GNN Explanations that do not Explain and How to find Them
This addresses the problem of unreliable explanations in graph neural networks for researchers and practitioners, highlighting a failure mode that can hide misuse of sensitive attributes, though it is incremental as it builds on prior work on explanation suboptimality.
The paper identifies a critical failure in self-explainable graph neural networks (SE-GNNs) where explanations can be unrelated to the model's inference, showing that many SE-GNNs achieve optimal performance while producing these degenerate explanations, and most faithfulness metrics fail to detect them. It introduces a new faithfulness metric that reliably marks such explanations as unfaithful in both malicious and natural settings.
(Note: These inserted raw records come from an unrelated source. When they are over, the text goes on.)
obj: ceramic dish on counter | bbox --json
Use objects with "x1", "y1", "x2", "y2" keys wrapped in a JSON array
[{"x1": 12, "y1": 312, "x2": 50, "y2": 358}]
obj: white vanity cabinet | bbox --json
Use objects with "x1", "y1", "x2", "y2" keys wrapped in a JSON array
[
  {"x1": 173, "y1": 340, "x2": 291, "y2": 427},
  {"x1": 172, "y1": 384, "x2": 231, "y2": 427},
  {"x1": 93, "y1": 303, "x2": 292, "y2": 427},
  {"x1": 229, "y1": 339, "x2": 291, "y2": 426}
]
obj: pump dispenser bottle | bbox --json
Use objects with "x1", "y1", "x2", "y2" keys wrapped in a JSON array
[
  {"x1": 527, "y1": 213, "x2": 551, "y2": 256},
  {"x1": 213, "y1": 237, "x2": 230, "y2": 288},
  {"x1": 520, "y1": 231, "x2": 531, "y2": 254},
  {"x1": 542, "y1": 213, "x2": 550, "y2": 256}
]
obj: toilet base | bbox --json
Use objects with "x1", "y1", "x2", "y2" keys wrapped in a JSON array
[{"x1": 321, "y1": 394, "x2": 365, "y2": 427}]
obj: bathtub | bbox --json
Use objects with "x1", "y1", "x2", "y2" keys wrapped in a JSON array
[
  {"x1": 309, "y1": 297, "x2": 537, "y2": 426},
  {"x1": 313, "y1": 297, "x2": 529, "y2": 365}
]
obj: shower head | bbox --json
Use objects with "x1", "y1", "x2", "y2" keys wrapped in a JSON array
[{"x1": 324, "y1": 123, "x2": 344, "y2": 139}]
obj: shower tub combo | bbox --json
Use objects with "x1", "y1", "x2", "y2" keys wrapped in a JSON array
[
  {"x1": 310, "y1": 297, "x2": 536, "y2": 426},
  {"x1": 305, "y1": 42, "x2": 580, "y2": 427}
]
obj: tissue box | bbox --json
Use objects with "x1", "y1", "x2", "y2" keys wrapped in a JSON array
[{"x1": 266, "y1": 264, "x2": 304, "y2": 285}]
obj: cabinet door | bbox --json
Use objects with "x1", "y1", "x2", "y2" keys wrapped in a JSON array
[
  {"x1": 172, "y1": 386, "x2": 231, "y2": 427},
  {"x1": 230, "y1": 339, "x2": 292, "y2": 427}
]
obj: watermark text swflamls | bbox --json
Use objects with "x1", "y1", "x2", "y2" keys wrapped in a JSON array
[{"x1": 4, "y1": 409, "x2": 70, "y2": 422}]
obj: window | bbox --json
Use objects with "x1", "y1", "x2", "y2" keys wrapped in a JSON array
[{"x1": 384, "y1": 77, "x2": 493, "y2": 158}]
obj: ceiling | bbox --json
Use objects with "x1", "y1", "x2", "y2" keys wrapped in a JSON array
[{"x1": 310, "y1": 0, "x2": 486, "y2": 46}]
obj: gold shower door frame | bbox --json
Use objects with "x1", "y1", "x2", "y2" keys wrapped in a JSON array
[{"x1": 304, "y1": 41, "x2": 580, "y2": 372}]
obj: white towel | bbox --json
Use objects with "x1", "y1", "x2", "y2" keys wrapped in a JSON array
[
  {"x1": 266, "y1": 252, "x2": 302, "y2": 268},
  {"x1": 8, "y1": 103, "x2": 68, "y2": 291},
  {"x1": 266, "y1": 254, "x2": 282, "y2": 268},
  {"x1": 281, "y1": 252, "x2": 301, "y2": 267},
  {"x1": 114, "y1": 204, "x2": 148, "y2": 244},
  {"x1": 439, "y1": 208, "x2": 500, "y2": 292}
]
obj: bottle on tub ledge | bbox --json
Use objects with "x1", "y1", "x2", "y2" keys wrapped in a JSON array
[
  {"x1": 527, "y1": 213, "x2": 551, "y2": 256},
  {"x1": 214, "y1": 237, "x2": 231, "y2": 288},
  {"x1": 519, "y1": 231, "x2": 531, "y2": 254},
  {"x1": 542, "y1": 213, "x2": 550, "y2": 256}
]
Explanations provided by Self-explainable Graph Neural Networks (SE-GNNs) are fundamental for understanding the model's inner workings and for identifying potential misuse of sensitive attributes. Although recent works have highlighted that these explanations can be suboptimal and potentially misleading, a characterization of their failure cases is unavailable. In this work, we identify a critical failure of SE-GNN explanations: explanations can be unambiguously unrelated to how the SE-GNNs infer labels. We show that, on the one hand, many SE-GNNs can achieve optimal true risk while producing these degenerate explanations, and on the other, most faithfulness metrics can fail to identify these failure modes. Our empirical analysis reveals that degenerate explanations can be maliciously planted (allowing an attacker to hide the use of sensitive attributes) and can also emerge naturally, highlighting the need for reliable auditing. To address this, we introduce a novel faithfulness metric that reliably marks degenerate explanations as unfaithful, in both malicious and natural settings. Our code is available in the supplemental.